In Van Orden v. Perry (2005), Chief Justice Rehnquist, and Justices Scalia, Kennedy and Thomas (Scalia, Thomas and Breyer each concurring separately) all decided that it was constitutional to display the Ten Commandments in the park surrounding the Texas State Capitol, with the reasoning that the purpose for displaying them was secular in that it acknowledged the role of religion in the history of the nation in which Texas is a state, and that to strike all mention of that history from the record would evince hostility to religion, which would be unconstitutional. However, it could be argued that the historical role of religion was an unconstitutional one, regardless of the original intentions of the fathers of this nation, who also excluded many minorities from the “we” in “We the people…”. In Elk Grove Unified School District v. Newdow (2004), Chief Justice Rehnquist said that the phrase “under God” “is in no sense a prayer, nor an endorsement of any religion. …Reciting the Pledge, or listening to others recite it, is a patriotic exercise, not a religious one…” (170). Such “ceremonial deism” is an offense to those who worship God with integrity, and a violation of the free expression of those who do not worship God at all. That we practiced such violations of freedom in our nation’s history is not something to be proud of, no more than we would be proud of our history regarding slavery–you will see no monument to slavery in any U.S. government building or land. To prevent further violations is not hostile to religion, it is hostile to practices which prevent religious freedom. To quote the preamble to the “Virginia Bill for Religious Liberty,” “Almighty God hath created the mind free” — (irony aside) that in itself suggests that He would smile upon our Religion Clauses, and frown upon all actions which do not mirror them. Chief Justice Jim Turner’s actions do not mirror the Religion Clauses of First Amendment of the Constitution. We order the monument, and all like it, be removed from all government buildings and lands.
Granted, if we were to use this decision as precedent in all future related cases, even our currency would not mention God.

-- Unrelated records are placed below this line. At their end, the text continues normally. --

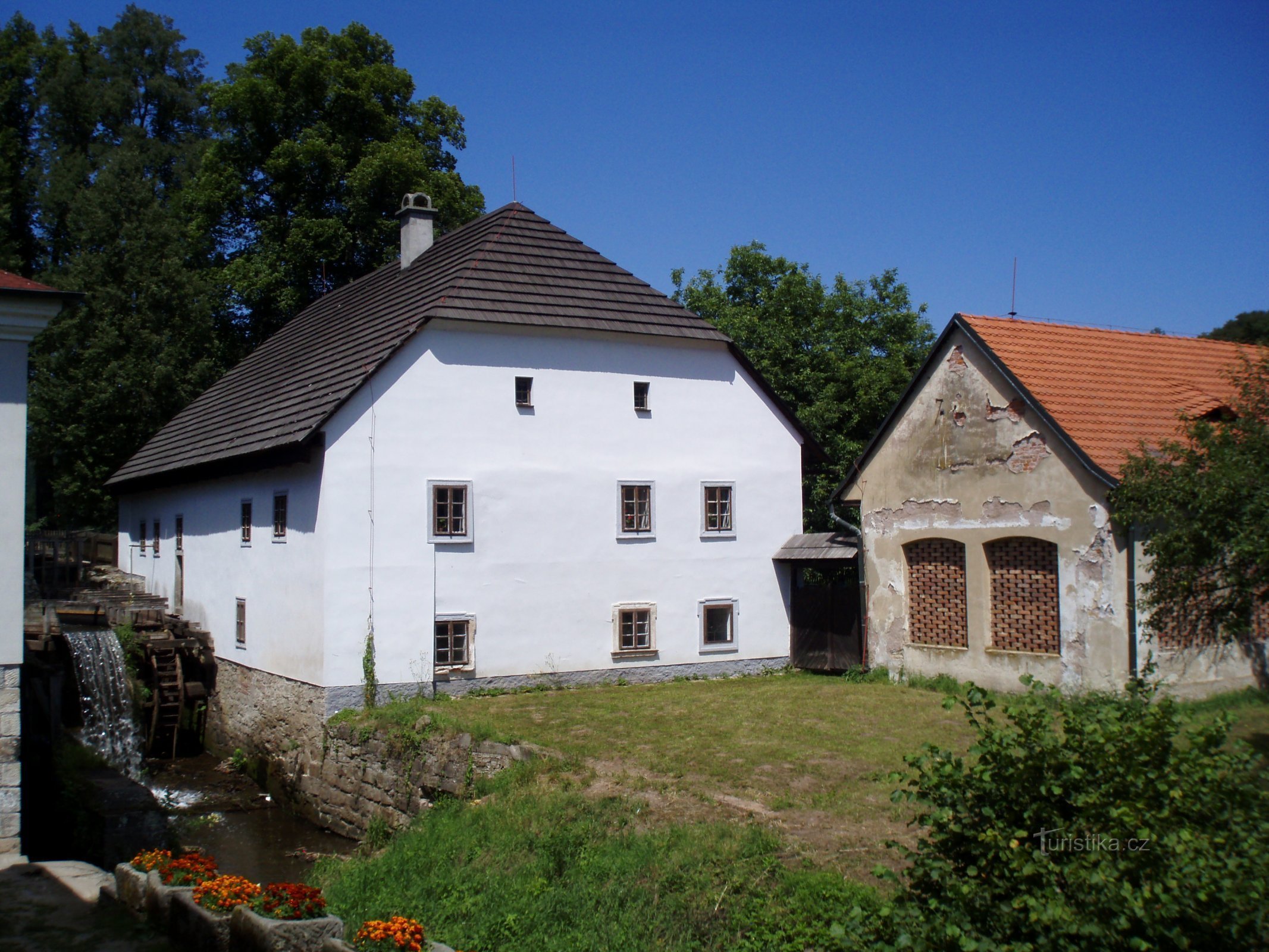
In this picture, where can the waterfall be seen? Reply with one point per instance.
(109, 728)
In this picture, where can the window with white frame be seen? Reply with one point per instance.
(719, 625)
(717, 508)
(635, 508)
(452, 646)
(240, 624)
(280, 517)
(635, 629)
(451, 512)
(524, 392)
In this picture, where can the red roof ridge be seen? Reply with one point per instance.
(15, 282)
(1101, 329)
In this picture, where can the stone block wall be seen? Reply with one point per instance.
(361, 777)
(11, 767)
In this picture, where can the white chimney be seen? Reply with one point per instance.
(416, 216)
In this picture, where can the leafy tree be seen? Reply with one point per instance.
(1205, 502)
(841, 355)
(1083, 823)
(1248, 328)
(20, 49)
(317, 143)
(121, 127)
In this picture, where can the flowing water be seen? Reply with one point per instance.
(106, 705)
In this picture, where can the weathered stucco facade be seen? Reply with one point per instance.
(967, 460)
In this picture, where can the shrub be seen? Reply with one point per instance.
(225, 892)
(189, 870)
(395, 934)
(290, 900)
(1084, 823)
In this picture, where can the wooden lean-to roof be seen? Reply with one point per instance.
(508, 267)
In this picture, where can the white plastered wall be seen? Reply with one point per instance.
(281, 581)
(546, 566)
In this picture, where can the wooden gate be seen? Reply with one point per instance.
(825, 631)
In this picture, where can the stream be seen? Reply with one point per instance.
(226, 815)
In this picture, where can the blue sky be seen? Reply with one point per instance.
(1121, 151)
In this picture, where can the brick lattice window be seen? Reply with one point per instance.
(936, 593)
(1024, 596)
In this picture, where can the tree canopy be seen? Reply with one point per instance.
(1248, 328)
(839, 353)
(315, 144)
(197, 216)
(1204, 502)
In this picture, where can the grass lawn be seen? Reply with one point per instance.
(810, 756)
(737, 814)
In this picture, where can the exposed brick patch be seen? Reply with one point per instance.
(1024, 613)
(1027, 453)
(1012, 412)
(936, 593)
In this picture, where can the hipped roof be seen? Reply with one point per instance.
(508, 267)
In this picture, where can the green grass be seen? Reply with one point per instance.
(538, 865)
(741, 814)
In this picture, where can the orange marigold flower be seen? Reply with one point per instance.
(149, 860)
(224, 892)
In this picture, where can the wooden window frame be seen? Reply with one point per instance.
(240, 622)
(630, 611)
(280, 530)
(524, 392)
(730, 531)
(469, 516)
(622, 487)
(470, 634)
(712, 605)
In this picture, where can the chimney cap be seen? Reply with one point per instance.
(415, 202)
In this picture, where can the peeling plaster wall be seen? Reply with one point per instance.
(969, 461)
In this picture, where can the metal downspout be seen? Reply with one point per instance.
(860, 578)
(1132, 605)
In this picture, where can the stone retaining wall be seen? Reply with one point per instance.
(362, 777)
(11, 767)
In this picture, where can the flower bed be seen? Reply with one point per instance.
(390, 936)
(225, 892)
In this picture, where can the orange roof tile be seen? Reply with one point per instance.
(1112, 389)
(15, 282)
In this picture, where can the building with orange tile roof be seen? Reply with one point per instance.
(989, 550)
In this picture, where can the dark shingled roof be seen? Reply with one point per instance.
(508, 267)
(816, 546)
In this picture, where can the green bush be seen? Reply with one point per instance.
(1155, 832)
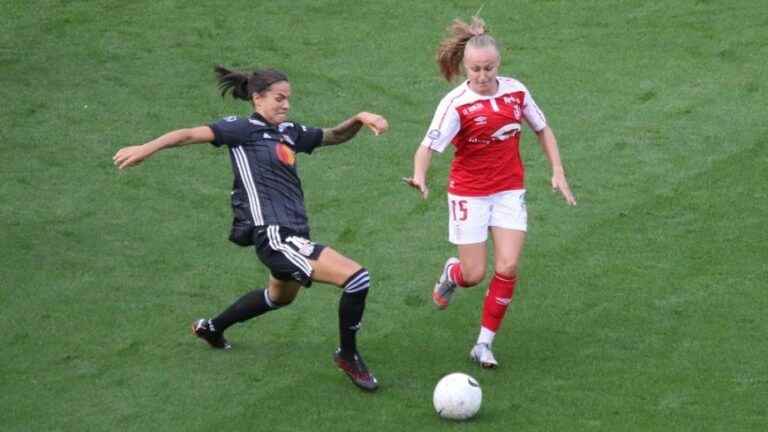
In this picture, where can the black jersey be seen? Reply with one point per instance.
(266, 189)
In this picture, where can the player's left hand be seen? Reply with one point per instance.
(374, 122)
(560, 184)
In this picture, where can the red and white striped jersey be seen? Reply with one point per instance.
(486, 133)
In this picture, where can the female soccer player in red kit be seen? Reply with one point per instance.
(486, 192)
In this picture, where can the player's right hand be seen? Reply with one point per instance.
(421, 185)
(130, 156)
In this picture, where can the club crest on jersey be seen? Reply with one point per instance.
(477, 106)
(285, 154)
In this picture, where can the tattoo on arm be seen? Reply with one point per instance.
(344, 131)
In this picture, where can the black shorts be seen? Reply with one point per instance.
(286, 253)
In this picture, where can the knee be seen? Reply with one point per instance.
(506, 269)
(283, 299)
(472, 275)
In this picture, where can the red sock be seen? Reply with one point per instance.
(497, 300)
(455, 273)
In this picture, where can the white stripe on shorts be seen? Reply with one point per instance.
(296, 258)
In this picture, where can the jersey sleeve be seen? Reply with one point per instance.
(305, 139)
(533, 114)
(444, 127)
(229, 131)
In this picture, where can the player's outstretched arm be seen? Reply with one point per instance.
(421, 160)
(347, 129)
(549, 146)
(134, 155)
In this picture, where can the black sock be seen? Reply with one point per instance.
(246, 307)
(351, 307)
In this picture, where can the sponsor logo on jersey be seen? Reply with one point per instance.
(285, 154)
(507, 131)
(288, 140)
(509, 100)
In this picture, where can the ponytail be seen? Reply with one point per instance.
(450, 53)
(244, 85)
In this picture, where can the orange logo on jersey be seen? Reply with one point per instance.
(285, 154)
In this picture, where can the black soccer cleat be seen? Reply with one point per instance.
(203, 329)
(357, 371)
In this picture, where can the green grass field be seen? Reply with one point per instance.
(639, 309)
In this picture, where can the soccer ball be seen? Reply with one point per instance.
(457, 396)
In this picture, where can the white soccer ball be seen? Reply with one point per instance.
(457, 396)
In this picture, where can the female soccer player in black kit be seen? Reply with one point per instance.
(268, 207)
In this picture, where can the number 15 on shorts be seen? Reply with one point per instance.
(459, 210)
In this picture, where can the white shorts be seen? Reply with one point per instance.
(470, 217)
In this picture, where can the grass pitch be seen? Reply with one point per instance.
(640, 309)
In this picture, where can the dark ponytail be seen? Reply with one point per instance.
(245, 85)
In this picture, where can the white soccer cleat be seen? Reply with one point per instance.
(445, 287)
(481, 353)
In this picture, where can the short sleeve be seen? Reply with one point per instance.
(533, 114)
(304, 139)
(444, 127)
(229, 131)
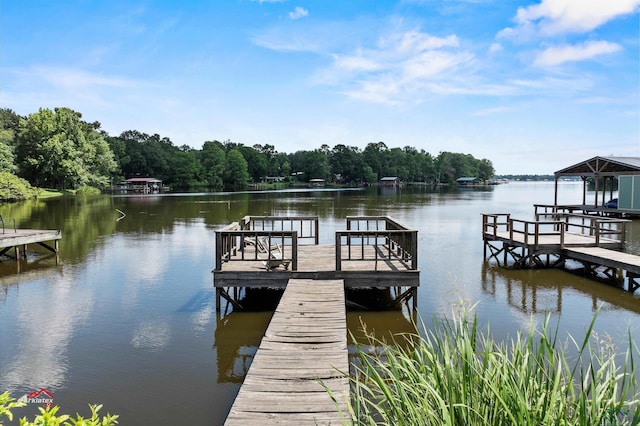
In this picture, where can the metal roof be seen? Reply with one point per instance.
(603, 166)
(151, 180)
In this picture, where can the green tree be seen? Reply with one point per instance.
(346, 162)
(213, 160)
(374, 157)
(57, 149)
(13, 188)
(256, 161)
(485, 169)
(236, 172)
(185, 167)
(316, 165)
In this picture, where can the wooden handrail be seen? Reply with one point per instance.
(400, 243)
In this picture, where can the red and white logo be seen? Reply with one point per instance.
(42, 396)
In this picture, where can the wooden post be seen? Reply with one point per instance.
(294, 248)
(317, 229)
(338, 252)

And if we were to remove God completely from the workings of the state, we would have no, or could not acknowledge any, “real” ground upon which to base the decisions of this court. We would have to make it up as we go, or at least pretend to. What would it look like if we didn’t pretend, yet protected the freedom of the minds of our citizens?
All quotes taken from:
David M. O’Brien, Constitutional Law and Politics, Volume Two, Seventh Edition, (New York: W.W. Norton & Company, 2008).